Google Plans to Stop Supporting Flash on Chrome

Adobe Flash is a multimedia platform used for numerous web applications across the internet. While Flash offers web designers the ability to augment their sites with interactive content, including streaming and online gaming capabilities, unfortunately, the software frequently leaves sites vulnerable, creating a security hole easily exploitable by hackers.  Adobe does its best to stay ahead of the cyber thieves by frequently updating its software, however, with an increasing number of programming-literate internet users, it’s a nearly impossible feat this day in age. These security issues grew so prevalent in recent years that Google had to begin warning its mobile users in search results which sites used Flash due to the frequency of cyber attacks originating from Flash.

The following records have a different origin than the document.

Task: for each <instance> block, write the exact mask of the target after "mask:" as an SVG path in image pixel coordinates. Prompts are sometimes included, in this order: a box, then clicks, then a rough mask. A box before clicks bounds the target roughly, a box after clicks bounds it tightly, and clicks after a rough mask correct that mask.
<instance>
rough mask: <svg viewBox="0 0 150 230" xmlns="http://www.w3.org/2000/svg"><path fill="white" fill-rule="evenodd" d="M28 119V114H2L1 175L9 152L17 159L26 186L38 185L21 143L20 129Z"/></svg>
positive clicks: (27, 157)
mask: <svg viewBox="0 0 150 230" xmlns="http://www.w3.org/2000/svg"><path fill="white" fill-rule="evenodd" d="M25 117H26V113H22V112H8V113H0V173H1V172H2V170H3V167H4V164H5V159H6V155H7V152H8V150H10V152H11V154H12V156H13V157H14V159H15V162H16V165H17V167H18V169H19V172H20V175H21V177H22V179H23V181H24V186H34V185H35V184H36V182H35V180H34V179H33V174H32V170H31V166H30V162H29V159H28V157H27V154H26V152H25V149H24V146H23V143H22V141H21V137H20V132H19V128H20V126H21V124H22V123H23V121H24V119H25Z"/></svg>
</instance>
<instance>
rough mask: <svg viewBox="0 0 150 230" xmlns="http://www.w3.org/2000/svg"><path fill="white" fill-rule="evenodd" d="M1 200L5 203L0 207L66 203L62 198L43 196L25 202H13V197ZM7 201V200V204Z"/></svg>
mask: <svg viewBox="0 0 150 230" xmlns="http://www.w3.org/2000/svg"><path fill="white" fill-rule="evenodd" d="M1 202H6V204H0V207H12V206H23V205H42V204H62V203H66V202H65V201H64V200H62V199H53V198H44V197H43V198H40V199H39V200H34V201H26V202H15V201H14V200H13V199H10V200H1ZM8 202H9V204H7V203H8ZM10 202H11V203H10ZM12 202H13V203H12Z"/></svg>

In a move designed to virtually eliminate this security hole, Google recently announced that Chrome will begin to stop supporting Adobe Flash in late 2016. However, considering Flash is still an essential component on a number of the internet’s biggest sites, Chrome will continue to support Flash on different 10 sites, including Facebook and YouTube. This move marks a major shake-up to the landscape of internet design, seeing as approximately 70% of web users choose to browse the internet via Chrome. Google’s decision to stop supporting Flash shouldn’t come as a surprise to online marketers, as back in February, Google announced that they will no longer allow Flash-based advertisements to be used with Display Network campaigns.

While only these 10 sites will have Flash automatically enabled, users can still activate Flash on all sites across the web, but will first have to grant permission. For the 10 sites that  will continue running Flash by default, Google has only allowed them a one-year exemption, meaning that after one year, they too will have to comply with Chrome’s new format.

In addition to making the internet safer for Chrome users, marginalizing Flash’s prevalence will also increase the speed of basically any site using Flash. Due to the software’s lofty usage rate, this move will also cut down on the amount of battery life that browsing on these Flash-heavy sites will consume.